Now though, this sanctuary had opened its arms to me. Two of the four walls no longer existed and half the roof was gone, but out of a sense of fear, morbid curiosity, and recently found religiosity, we decided to spend the night there until the sun rose. My Georgian comrades made their prayers while I merely looked at the Georgian (Nino) Cross and hoped for the best. We had no blankets, no pillows and it was November, so the weather was still rather chilly. Whether it was the protection of Jesus, Lenin or pure exhaustion, I slept almost right after putting my head down on the concrete floor. Surprisingly, my comrades and I were still alive when the new day started.

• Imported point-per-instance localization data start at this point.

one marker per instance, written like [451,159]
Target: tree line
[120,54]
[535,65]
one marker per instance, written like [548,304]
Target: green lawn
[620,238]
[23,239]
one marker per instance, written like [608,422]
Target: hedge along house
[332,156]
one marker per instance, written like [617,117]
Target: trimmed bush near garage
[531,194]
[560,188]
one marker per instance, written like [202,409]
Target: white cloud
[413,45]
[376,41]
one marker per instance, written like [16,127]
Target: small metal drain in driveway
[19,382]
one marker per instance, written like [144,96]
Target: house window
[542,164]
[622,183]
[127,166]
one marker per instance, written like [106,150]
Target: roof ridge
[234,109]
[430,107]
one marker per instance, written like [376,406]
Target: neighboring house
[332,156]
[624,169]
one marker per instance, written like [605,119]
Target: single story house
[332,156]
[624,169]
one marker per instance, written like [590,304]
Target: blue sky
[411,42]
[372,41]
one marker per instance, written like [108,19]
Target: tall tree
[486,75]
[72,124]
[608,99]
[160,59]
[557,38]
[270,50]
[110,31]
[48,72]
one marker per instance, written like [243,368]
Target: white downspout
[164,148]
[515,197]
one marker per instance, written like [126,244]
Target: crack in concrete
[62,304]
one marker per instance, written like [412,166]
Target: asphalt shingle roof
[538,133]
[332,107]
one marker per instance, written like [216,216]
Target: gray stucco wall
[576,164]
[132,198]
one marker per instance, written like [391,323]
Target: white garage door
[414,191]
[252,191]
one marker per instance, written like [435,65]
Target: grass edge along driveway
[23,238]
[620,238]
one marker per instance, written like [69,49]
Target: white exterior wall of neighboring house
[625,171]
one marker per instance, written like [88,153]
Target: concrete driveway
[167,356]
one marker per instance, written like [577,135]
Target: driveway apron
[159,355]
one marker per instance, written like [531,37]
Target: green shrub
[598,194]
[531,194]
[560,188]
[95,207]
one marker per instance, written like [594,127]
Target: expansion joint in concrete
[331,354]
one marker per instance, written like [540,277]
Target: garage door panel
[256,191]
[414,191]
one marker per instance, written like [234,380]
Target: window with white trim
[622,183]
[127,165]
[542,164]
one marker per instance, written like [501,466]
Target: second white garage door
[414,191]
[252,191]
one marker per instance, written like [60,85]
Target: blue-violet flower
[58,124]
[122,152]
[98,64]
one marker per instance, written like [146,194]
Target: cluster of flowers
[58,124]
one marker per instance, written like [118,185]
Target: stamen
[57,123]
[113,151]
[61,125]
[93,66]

As the sun rose, we wandered west where there should have been a village with a bus service and telephone box. This time, fate did smile upon us and we stumbled into a church that still had live people in it and rejoiced at our first contact with civilization in 24 hours, even if it was the opium of the people. After saying goodbye to our sticks (I had the biggest one), we hopped on a bus and were back in the school boarding by lunch time. We all agreed to never try that again. As with all my adventures, I learned a valuable lesson: If you ever go to the forest after dark, make sure that there is an abandoned church right in the centre, though a mosque or synagogue will also do the job.
The fact that my only injury throughout the whole day was a small papercut from the book that I brought along makes this adventure one of my absolute best to date.